Industrial Residues Technological Center (CTRI)

The CTRI is a new research building on the site of the Abitibi-Témiscamingue Cégep (equivalent to a Junior College) dedicated to recycling industrial residue and other underutilized resources.

The building was designed to accommodate research laboratories specialized in three sectors: the mining industry, the biomass industry, and environmental engineering. In addition, it features offices for administrative staff and researchers and various public areas (conference room, kitchenette, service areas). The project also included the interior renovation of part of the main Cégep building.

CTRI’s directors and staff wanted a sustainable, contemporary design with its own visual identity, helping to distinguish the building from the rest of the campus. The architects responded by creating three main building volumes, each with its own choice of materials, evoking the three orientations of the research institute: metal skin for the mining sector, fiber-cement panels for the biomass sector, and stone gabions for environmental engineering. These three areas were connected by a wide corridor, open to a double-height glazed space on both levels. Tall curtain walls at either end face the Cégep to the east and the woods to the west, letting in morning light on one side and evening light on the other.
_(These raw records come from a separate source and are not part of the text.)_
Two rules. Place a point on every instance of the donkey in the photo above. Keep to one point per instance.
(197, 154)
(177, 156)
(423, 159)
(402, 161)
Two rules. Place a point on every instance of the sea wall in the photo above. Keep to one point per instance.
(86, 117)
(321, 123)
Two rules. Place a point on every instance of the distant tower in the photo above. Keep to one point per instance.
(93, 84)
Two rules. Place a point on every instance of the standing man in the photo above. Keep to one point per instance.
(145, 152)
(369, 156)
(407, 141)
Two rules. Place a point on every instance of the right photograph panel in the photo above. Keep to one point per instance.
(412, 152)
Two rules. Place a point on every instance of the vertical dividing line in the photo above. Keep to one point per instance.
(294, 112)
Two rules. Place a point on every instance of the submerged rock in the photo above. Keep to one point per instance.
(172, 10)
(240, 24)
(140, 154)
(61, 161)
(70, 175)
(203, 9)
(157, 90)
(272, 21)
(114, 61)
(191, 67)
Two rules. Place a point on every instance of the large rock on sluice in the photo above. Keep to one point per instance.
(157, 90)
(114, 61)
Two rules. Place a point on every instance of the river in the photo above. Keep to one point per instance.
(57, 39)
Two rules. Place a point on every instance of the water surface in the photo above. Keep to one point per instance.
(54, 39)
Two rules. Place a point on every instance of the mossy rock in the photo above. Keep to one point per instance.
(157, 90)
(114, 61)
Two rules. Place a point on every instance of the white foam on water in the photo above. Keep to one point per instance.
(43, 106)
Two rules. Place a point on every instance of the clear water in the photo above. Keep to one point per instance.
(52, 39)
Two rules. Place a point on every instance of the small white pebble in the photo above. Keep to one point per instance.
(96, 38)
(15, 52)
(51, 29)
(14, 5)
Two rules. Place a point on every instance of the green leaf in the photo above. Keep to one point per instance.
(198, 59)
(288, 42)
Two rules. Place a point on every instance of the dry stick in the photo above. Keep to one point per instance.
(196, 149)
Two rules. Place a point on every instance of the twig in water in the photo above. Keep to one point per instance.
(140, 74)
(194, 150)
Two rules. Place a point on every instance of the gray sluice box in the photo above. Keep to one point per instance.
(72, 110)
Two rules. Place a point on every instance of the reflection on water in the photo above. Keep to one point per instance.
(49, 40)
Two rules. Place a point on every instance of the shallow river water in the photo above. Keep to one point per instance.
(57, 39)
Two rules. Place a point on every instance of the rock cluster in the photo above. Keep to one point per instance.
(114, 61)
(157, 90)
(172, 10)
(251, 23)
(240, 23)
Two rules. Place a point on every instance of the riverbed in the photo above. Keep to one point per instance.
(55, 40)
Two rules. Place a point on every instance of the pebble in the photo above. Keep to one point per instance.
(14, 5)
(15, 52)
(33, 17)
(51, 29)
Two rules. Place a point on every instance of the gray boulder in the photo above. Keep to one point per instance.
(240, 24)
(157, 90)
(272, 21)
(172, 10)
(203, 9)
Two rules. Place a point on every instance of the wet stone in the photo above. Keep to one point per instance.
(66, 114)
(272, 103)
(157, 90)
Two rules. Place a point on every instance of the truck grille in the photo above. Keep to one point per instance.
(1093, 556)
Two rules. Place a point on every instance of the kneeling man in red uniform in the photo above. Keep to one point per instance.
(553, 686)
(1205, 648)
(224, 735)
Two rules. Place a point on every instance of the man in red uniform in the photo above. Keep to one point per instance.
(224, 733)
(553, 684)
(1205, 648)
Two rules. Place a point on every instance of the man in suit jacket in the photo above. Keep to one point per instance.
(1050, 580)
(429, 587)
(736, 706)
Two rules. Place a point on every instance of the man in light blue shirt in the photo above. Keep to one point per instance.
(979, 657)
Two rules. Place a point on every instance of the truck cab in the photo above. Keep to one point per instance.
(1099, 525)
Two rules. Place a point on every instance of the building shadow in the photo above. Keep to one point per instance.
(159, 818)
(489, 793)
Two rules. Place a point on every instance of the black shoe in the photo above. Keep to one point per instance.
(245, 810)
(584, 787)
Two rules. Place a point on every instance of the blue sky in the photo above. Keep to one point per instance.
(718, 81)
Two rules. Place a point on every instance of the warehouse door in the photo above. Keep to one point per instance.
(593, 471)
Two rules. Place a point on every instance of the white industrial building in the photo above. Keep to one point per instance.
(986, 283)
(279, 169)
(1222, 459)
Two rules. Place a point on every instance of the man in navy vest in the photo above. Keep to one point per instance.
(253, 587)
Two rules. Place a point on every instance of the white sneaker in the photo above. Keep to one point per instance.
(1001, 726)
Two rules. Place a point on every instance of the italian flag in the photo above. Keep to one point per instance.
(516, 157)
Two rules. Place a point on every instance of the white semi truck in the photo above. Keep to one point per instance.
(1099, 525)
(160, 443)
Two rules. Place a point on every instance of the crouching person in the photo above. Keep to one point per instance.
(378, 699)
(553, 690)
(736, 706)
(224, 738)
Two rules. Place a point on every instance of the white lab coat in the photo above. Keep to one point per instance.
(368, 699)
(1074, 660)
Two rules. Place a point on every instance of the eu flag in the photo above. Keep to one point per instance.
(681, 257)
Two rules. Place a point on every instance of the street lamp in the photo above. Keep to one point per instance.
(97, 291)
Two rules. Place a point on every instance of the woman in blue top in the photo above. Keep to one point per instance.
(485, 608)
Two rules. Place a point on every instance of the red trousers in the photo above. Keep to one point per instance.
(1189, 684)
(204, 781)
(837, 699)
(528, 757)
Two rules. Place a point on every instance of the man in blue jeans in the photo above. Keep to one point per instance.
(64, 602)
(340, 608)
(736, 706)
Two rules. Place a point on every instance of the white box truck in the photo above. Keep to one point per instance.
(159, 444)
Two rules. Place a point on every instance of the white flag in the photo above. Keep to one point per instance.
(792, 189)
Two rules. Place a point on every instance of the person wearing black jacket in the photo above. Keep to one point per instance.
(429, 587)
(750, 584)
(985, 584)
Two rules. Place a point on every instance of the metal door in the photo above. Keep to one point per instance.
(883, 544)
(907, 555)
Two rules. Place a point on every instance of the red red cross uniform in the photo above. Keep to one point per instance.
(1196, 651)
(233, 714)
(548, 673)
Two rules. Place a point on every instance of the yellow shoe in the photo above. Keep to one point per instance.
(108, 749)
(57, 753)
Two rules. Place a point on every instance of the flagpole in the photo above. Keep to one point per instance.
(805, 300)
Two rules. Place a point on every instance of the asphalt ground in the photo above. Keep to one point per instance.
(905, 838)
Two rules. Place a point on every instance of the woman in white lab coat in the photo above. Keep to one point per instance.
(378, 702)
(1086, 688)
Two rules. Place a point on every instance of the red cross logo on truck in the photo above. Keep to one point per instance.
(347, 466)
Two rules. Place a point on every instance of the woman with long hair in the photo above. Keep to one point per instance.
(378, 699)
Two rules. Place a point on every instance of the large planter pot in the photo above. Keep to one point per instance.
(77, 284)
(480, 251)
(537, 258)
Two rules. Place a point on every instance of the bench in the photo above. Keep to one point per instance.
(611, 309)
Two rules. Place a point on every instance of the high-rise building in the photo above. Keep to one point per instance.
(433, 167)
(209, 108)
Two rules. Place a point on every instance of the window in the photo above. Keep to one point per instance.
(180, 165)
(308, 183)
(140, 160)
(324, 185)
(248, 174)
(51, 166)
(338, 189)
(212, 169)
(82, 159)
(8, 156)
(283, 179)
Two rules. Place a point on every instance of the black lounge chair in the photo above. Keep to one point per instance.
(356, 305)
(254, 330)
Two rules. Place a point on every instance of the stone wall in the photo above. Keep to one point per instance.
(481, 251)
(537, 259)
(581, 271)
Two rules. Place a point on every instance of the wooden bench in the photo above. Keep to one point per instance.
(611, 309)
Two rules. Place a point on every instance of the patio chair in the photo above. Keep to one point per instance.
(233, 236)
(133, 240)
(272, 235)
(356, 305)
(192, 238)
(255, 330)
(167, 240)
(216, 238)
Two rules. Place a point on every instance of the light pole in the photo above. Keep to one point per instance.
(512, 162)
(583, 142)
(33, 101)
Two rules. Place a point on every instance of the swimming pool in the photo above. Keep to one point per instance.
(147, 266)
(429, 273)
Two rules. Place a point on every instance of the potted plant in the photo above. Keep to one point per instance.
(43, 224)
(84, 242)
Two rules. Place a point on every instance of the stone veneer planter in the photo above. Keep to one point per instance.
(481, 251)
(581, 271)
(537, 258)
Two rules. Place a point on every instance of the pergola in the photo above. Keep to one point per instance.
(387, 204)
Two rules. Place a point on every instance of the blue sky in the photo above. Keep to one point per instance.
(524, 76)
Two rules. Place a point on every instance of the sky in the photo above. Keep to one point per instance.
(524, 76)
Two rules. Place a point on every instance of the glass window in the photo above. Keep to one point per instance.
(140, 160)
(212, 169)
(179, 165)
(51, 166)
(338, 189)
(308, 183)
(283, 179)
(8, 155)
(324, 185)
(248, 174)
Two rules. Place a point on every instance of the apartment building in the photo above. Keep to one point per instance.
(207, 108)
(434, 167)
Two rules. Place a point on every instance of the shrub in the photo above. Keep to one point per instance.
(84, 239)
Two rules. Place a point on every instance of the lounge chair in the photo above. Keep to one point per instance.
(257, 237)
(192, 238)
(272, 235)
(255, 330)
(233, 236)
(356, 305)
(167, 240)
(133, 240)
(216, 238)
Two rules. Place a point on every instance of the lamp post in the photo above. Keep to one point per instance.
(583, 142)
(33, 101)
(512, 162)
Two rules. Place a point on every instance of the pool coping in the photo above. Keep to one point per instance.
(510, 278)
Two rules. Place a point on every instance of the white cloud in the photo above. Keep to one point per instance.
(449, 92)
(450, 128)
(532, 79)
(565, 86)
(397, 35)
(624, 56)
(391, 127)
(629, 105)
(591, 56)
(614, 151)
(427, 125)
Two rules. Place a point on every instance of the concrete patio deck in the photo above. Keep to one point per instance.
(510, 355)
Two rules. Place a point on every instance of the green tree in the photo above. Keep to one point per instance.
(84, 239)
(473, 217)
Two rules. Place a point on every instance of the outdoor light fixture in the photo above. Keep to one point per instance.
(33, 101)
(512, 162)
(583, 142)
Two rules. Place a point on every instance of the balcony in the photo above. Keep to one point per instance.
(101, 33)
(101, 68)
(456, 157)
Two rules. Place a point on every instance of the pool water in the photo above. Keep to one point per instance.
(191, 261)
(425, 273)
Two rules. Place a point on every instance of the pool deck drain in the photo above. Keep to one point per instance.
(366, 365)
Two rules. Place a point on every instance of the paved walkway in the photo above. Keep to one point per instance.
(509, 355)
A glazed “Technology Showcase” on the south façade opens up the biomass lab to the outside and shows off the activities taking place within. It features a unique structural lattice formed of diagonal laminated wood timbers, highlighting the ingeniousness and expertise of the heavy timber industry the region is known for.

Both architect and client envisioned a building with a wood structure, but as the budget did not allow for heavy timber construction for the entire building, standard joists were used in several places.

The structure also had to be designed to reduce transmission of vibration from the movement of the forklift which is used in some areas of the ground floor.

The glulam lattice structure and the stone gabion walls presented real challenges to both the designers and the builders of the project. As the result of having met those challenges, the building's architecture is a physical representation of the potential of research and creativity to find new ways to use and add value to raw materials such as wood and stone.

Several sustainable development features were integrated in the design, each contributing its particular challenges: a solar wall for fresh air pre-heating, geothermal wells for heating and cooling, a Digital Addressable Lighting Interface for advanced lighting control, retention basins for controlling surface water on site, maximized use of structural wood, and a high-performance building envelope.